Photographer: The Asahi Shimbun

Sony's Plant for Smartphone Cameras Halts After Japan Earthquake

The earthquake in southern Japan that killed nine people, damaged buildings and derailed a bullet train also halted production at a Sony Corp. camera-chip factory, a key part of the global smartphone supply chain.

The plant in Kumamoto on the southern island of Kyushu is still being inspected, Sony said. The strength of the earthquake, as well as persistent aftershocks, are raising the risk that it will take time to restore operations, Kenichi Saita, an analyst at Mizuho Securities, wrote in a report.

Still, he said he doesn’t expect the earthquake to have a major impact on camera-chip supplies, given current demand and Sony’s ability to shift production to other factories in Japan.

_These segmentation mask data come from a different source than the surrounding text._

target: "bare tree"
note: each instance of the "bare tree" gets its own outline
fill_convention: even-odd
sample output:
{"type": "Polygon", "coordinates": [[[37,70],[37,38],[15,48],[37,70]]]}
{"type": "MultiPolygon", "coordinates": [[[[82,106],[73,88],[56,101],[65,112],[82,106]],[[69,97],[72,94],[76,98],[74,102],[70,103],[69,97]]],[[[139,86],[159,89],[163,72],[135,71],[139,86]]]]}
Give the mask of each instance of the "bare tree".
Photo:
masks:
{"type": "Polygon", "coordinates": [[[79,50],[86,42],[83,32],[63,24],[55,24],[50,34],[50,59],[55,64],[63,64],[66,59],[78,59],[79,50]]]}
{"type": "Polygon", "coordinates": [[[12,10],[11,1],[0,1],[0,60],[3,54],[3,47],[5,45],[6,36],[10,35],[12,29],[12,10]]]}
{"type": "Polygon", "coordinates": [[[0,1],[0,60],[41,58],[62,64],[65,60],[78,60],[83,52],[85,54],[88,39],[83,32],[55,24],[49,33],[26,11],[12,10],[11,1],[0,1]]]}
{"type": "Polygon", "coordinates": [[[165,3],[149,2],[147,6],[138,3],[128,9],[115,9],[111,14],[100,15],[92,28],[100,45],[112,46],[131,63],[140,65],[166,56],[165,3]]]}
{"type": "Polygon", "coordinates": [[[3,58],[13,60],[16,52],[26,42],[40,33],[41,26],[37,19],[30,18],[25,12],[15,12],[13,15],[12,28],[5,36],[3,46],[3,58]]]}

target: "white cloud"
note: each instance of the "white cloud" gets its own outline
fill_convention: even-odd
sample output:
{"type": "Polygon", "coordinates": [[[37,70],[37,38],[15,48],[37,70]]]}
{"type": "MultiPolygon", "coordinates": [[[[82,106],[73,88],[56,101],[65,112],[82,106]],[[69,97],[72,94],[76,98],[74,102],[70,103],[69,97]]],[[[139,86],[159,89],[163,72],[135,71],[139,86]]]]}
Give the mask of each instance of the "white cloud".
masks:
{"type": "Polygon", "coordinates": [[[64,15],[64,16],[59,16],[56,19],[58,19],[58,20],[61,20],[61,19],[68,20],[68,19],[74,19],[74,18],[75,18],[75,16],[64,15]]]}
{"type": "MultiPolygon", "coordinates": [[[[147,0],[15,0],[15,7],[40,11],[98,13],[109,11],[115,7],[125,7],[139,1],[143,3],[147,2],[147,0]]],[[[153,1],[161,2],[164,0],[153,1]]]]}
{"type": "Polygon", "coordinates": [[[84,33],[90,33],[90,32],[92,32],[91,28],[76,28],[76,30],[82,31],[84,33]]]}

“We expect components for upcoming high-end smartphones to come from the Kumamoto factory, so there is concern on the impact on production and shipments,” Saita wrote.

The Kumamoto plant, which started operating in 2001, makes CMOS sensor chips that turn light into digital signals -- a key component in digital cameras and smartphones such as Apple Inc.’s iPhone. Any disruption to the supply of digital-imaging chips could cause production delays and lost sales for manufacturers.

“We are checking into extent of damage and when we can restart,” said Haruka Kitagawa, a spokesman for Sony. “There hasn’t been major damage to the building.”

Sony halted production and evacuated the factory following the quake, which struck Thursday night. There were no reports of damage to Kyushu Electric Power Co.’s Sendai nuclear reactors, the only operating plants in Japan. A bullet train carrying no passengers derailed near Kumamoto station.

The shares of Tokyo-based Sony fell 3.2 percent to 2,395 at the close in Tokyo on Friday. The Nikkei 225 Average fell less than 1 percent.